Structural Health Monitoring (SHM) aims to monitor in real time the health state of engineering structures. For thin structures, Lamb Waves (LW) are very efficient for SHM purposes. A bonded piezoelectric transducer (PZT) emits LW in the structure in the form of a short tone burst. This initial wave packet (IWP) propagates in the structure and interacts with its boundaries and discontinuities and with eventual damages generating additional wave packets. The main issues with LW based SHM are that at least two LW modes are simultaneously excited and that those modes are dispersive. Matching Pursuit Method (MPM), which consists of approximating a signal as a sum of different delayed and scaled atoms taken from an a priori known learning dictionary, seems very appealing in such a context, however is limited to nondispersive signals and relies on a priori known dictionary. An improved version of MPM called the Single Atom Convolutional Matching Pursuit method (SACMPM), which addresses the dispersion phenomena by decomposing a measured signal as delayed and dispersed atoms and limits the learning dictionary to only one atom, is proposed here. Its performances are illustrated when dealing with numerical and experimental signals as well as its usage for damage detection. Although the signal approximation method proposed in this paper finds an original application in the context of SHM, this method remains completely general and can be easily applied to any signal processing problem.

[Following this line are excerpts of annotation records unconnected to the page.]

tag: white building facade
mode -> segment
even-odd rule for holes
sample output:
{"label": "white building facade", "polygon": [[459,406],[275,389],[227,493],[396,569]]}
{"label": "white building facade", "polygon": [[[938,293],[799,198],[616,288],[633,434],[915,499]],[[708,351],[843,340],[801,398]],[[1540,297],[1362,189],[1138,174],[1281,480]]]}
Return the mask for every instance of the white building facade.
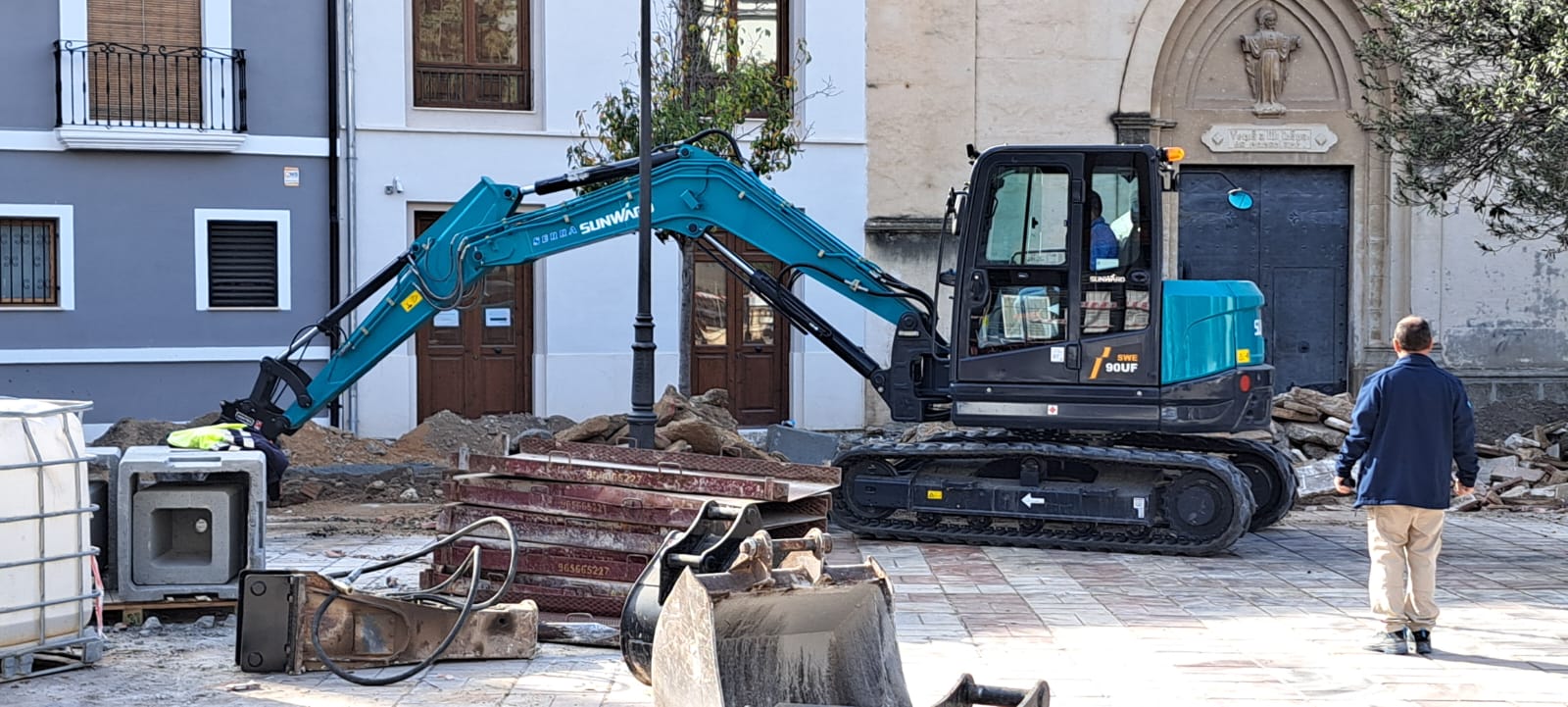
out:
{"label": "white building facade", "polygon": [[[481,176],[525,185],[568,171],[568,147],[582,141],[579,111],[591,118],[593,105],[622,82],[635,86],[640,3],[632,0],[400,0],[398,11],[387,11],[394,3],[342,2],[345,282],[368,281]],[[809,127],[804,150],[768,183],[862,249],[864,3],[729,2],[782,13],[790,36],[811,50],[795,72],[803,91],[825,82],[836,88],[800,108]],[[655,13],[666,11],[668,3],[655,3]],[[571,196],[527,196],[522,208]],[[655,241],[652,273],[657,397],[665,386],[693,379],[693,362],[682,356],[682,318],[690,314],[682,306],[682,252]],[[861,307],[814,282],[797,293],[850,339],[864,340]],[[356,323],[376,301],[356,312]],[[395,437],[439,409],[577,420],[629,412],[635,314],[635,230],[499,274],[478,307],[437,317],[361,378],[345,395],[343,425],[361,436]],[[773,329],[775,343],[787,346],[782,365],[773,367],[782,390],[773,417],[815,430],[861,426],[861,378],[786,329],[782,320]],[[735,331],[731,340],[745,335]]]}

翻译：结构健康监测（SHM）旨在实时监测工程结构的健康状态。对于薄壁结构，兰姆波（LW）在SHM应用中非常高效。一个粘贴式压电换能器（PZT）以短脉冲串的形式在结构中激发兰姆波。这个初始波包（IWP）在结构中传播，与其边界、不连续性以及可能的损伤相互作用，产生额外的波包。基于兰姆波的SHM面临的主要问题在于，至少有两种兰姆波模式被同时激发，且这些模式具有频散特性。匹配追踪方法（MPM）通过将信号近似为从先验已知的学习字典中选取的不同延迟和缩放原子的叠加，在此类情境下显得极具吸引力，但该方法仅限于非频散信号，且依赖于先验已知的字典。本文提出了一种改进的MPM版本，称为单原子卷积匹配追踪方法（SACMPM）。该方法通过将测量信号分解为延迟且频散的原子来处理频散现象，并将学习字典限制为仅包含一个原子。文中通过处理数值和实验信号，并展示其在损伤检测中的应用，验证了该方法的性能。尽管本文提出的信号近似方法在SHM领域找到了创新性应用，但该方法具有完全的通用性，可轻松应用于任何信号处理问题。